Margaret, living life afloat

After generously and kindly pledging a gift in her Will to our charity, Margaret tells us more about a life lived well by water, and why she has fallen unexpectedly in love with canals in the West Midlands.

Woman stands outside Birmingham's Roundhouse looking directly into the camera

In her late seventies, Margaret is still continuously cruising our waterways, living aboard her narrowboat, Will o' the Wisp, and is currently on the Coventry Canal.

Having spent her early married life afloat in the Thames estuary, she returned to the water to live on her canal boat in 2006.

In Margaret's words

In my twenties and early thirties, when I was married, we lived on an old converted RNLI rescue lifeboat in the Thames estuary. I adored the boating life back then, but life moves on, and I lived in London and Aberdeen for a long time.

Later in life, I was aware that living on a big heavy wooden boat on tidal waters was a young person's game, but I thought ‘well I can manage a canal boat,' so with a like-minded friend, I decided to move south from Aberdeen and look for one. Ironically at the time, my friends said, ‘where are you planning to go?'. I liked the idea of the East Anglian waterways, but actually the boats we found were in the West Midlands.

I tell this story against myself, because if anyone at the time had said why don't you live in the West Midlands I would have said ‘yeah, right!' because I had visions of this industrial wasteland. But it's just so beautiful and I consider Staffordshire my home now.

I wouldn't go back on land. I think I would feel trapped. Having that sense of freedom and being close to nature is wonderful. Also, having moved onto the boat in 2006, I now really feel more at home with the flowers, trees and birds, than I do with people. I do have some very dear friends, but sometimes I'd rather have a sparrow!

Woman on a narrowboat smiles and raises a cup of coffee

I'm in my late seventies now, but if I get too old to continuously cruise, my plan is to find a really nice private mooring and use the boat as a houseboat, where friends and family can come to stay.

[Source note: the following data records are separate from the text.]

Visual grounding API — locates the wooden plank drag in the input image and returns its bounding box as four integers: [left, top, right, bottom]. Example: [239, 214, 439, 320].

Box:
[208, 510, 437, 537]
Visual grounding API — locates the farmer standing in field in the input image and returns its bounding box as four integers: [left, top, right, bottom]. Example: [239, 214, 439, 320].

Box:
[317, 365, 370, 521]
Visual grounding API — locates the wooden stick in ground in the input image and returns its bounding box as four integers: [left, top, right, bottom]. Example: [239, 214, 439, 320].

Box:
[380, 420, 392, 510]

For several years, I've returned to Wychnor on the river section of the Trent & Mersey Canal. I've been volunteering with the RSPB. They paired me up with a local farmer who had concerns about wildlife on his land and I recorded the species I found there. I've identified 79 species so far, which is quite extraordinary. It's such a privilege on an early spring or summer morning to walk this beautiful land and I'm very happy that the Canal & River Trust granted me permission for extended stays at Wychnor on several separate occasions so that I could do this work.

Last year, the Trust hadn't mowed the land around the places where I moored and so many wildflowers, butterflies and damselflies sprung up. Consequently, there were many more birds too. It was just so beautiful, like something I remember from childhood. In future that's what I'd like to see continue by the canal, thanks to my legacy.